Just in case you missed it, it is important to note that the justices that ruled in favor of the government were all liberal Democrat leaning justices, and the justices that ruled in favor of the little guy were all conservative Republican leaning justices. The Wall Street Journal writes,
The Court’s four liberals (Justices Stevens, Breyer, Souter and Ginsburg) combined with the protean Anthony Kennedy to rule that local governments have more or less unlimited authority to seize homes and businesses.
This is what Thomas Sowell had to say:
Justice Sandra Day O’Connor’s dissent points out that the five Justices in the majority — Ginsburg, Breyer, Souter, Stevens, and Kennedy — “wash out any distinction between private and public use of property.” As a result, she adds: “The specter of condemnation hangs over all property. Nothing is to prevent the State from replacing any Motel 6 with a Ritz-Carlton, any home with a shopping mall, or any farm with a factory.”
In other words, politicians can replace your home with whatever they expect will pay more taxes than you do — and call their money grab a “public purpose.”

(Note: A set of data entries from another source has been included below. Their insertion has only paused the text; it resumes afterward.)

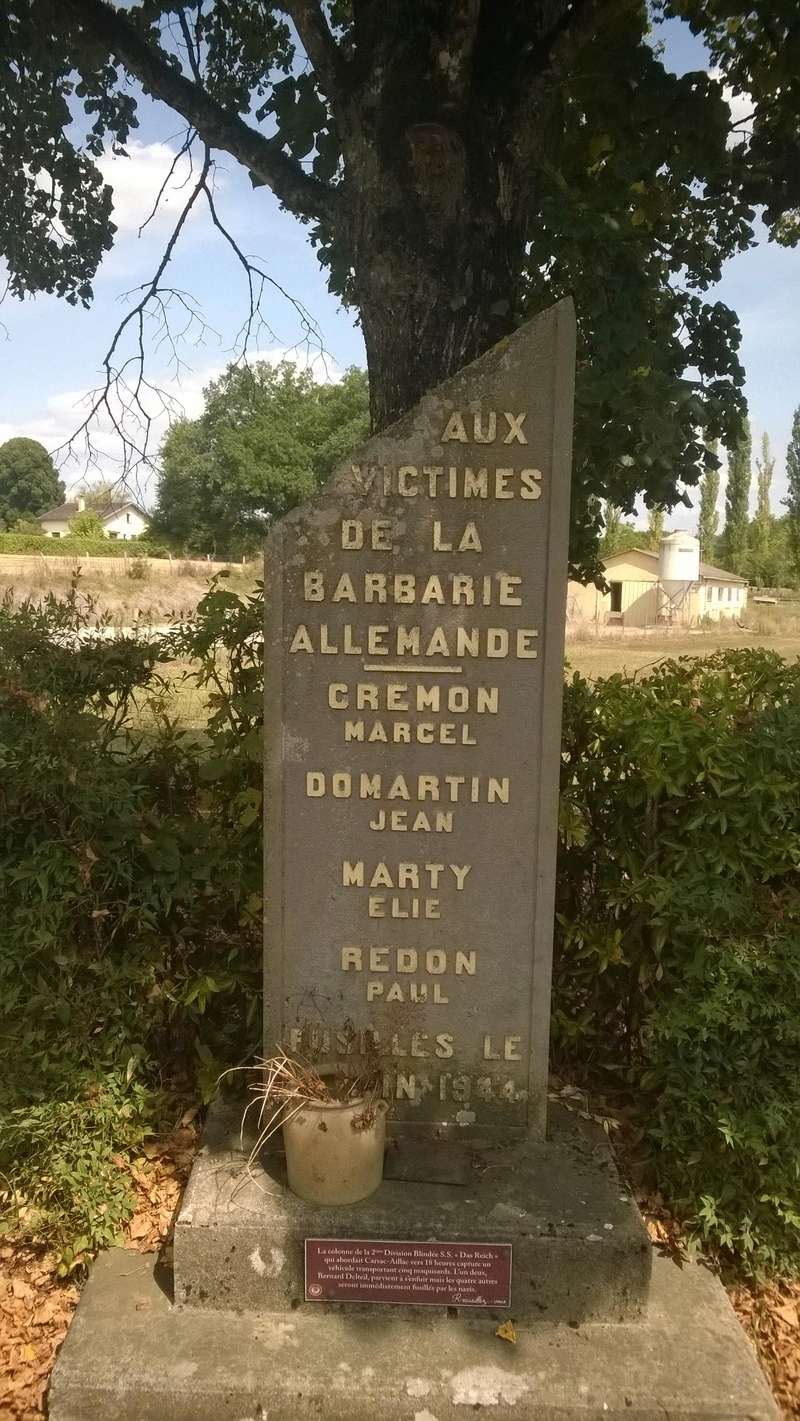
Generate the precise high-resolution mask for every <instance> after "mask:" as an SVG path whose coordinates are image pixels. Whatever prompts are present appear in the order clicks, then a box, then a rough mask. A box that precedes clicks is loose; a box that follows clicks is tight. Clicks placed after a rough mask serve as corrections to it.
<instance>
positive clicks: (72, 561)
mask: <svg viewBox="0 0 800 1421" xmlns="http://www.w3.org/2000/svg"><path fill="white" fill-rule="evenodd" d="M134 563H146V564H148V570H151V568H152V571H153V573H163V574H166V576H169V574H171V573H172V574H173V576H175V574H183V576H186V574H189V573H192V574H193V576H195V577H209V576H212V574H213V573H220V571H225V570H230V568H234V567H242V563H215V561H210V560H207V558H205V557H128V554H126V553H122V554H121V556H119V557H117V556H114V557H95V556H92V554H84V553H68V554H65V556H64V554H61V556H58V554H53V556H50V554H45V553H0V577H3V576H7V574H14V573H16V574H20V573H51V571H58V570H75V568H78V567H81V568H87V570H90V571H91V570H95V568H102V570H104V571H107V573H109V576H111V577H124V576H126V573H128V571H129V568H131V566H132V564H134Z"/></svg>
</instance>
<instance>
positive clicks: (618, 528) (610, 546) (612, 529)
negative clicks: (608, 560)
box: [600, 502, 647, 558]
mask: <svg viewBox="0 0 800 1421" xmlns="http://www.w3.org/2000/svg"><path fill="white" fill-rule="evenodd" d="M602 526H604V529H605V531H604V534H602V539H601V541H600V556H601V558H602V557H612V554H614V553H627V551H628V549H631V547H642V544H644V543H645V541H647V539H645V536H644V533H642V531H641V529H637V527H634V524H632V523H627V522H625V519H624V516H622V509H618V507H617V506H615V504H614V503H610V502H605V503H604V504H602Z"/></svg>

When big government met the little guy, Democrats chose big government. This is yet one more reason why Supreme Court justices are so important.
Both Richard Posner and Gary Becker have more.
Update: Walter Williams has more.


Agreed. This is totally against the purpose of eminant domain. If they were going to use the land for a park or highway, or train tracks whatever. To me this justifies eminemt domain, but this is just the rich getting richer at the expense of the poor.
i was actually quite distressed at this ruling as well. i don’t think that it really is in line with what imminant domain is for either. it will simply help big developers take what they want all in the name of ‘the public good’
Great Summary. I do agree that this case reveals the reverse robin-hood effect, and reveals the great divide between liberal interests and conservative interests.
While I also still believe in the 3 systems of gov’t as offer checks & balances to each other, this ruling is frightening if it goes unchecked. The president and the legislative branch better take notice of O’Connors dissenting opinion. I think we have been appropriately forwarned.